The greatest challenge in modern AI research is the limiting returns computational work. 
While the greatest advances can only be afforded by large technology firms, even they 
cannot afford to push results further. A clear plateau has developed. 
Insufficient computational efficiency motivates a return to theory, begs a question: 
_where is waste most significant?_ 

The advent of catestrophic forgetting shows raw, non-compressed information must be continually re-applied 
if it is not to be forgotten. If important information could be preserved--even partially--we would expect 
more efficient computation. In short, _this work targets the realization of memory_.

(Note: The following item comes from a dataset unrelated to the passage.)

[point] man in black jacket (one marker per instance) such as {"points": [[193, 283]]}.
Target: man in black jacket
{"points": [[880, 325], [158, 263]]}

Regularized likelihood equations have a Lagrangian form, so implicitly describe geometric constraints on estimates.
For example, here's an estimate constrained to an L2-sphere in $\Theta$-space.

$$ \hat \theta = \text{arg max}_{\theta \in \Theta} n^{-1} \sum_{i=1}^n \log f_X(X_i;\theta) - \lambda \| \theta \|_2^2 $$

In this work, we'll generalize the regularizer $\| \cdot \|_2^2$ to support alternative geometries, 
in attempting to construct numerically convenient memory approximations. 
Particulary, we'll seek to approximate the following equation.
Note that it introduces parabolic geometric constraints on the estimate. 

$$ \hat \theta = \text{arg max}_{\theta \in \Theta} n^{-1} \sum_{i=1}^n \log f_X(X_i;\theta) - \frac{\lambda}{2} (\theta - \theta_0)^T \mathcal{I}_{\theta_0} (\theta - \theta_0) $$

## RL-reweighted estimates 

This first estimate is designed to improve efficiency of sampling in reinforcement learning (RL) by 
up-weighting more-important observations. We'll use this estimate:

$$ \hat \theta_n = \text{arg max}_\theta \left( \sum_{i=1}^n \| \hat r_i \|_2^{2b} \right)^{-1} \sum_{i=1}^n \| \hat r_i \|_2^{2b} \log f_X(X_i; \theta) - \frac{\lambda}{2} (\theta - \hat \theta_{n-1})^T H_i (\theta - \hat \theta_{n-1})  $$

where 
- $\hat r_i$ is the estimated reward for observation $i$, 
- $b > 0$ is a bias term,  
- $H_i = \sum_{j=1}^i \left( \nabla_\theta \log f_X(X_j; \theta)|_{\theta = \hat \theta_{j-1}} \right) \left( \nabla_\theta \log f_X(X_j; \theta)|_{\theta = \hat \theta_{j-1}} \right)^T$ is a Hessian approximation, and
- $\hat \theta_0$ is an initial estimate guess, commonly required in optimization routines. 

Later, we'll experiment with recency bias and rank reductions for $H_i$.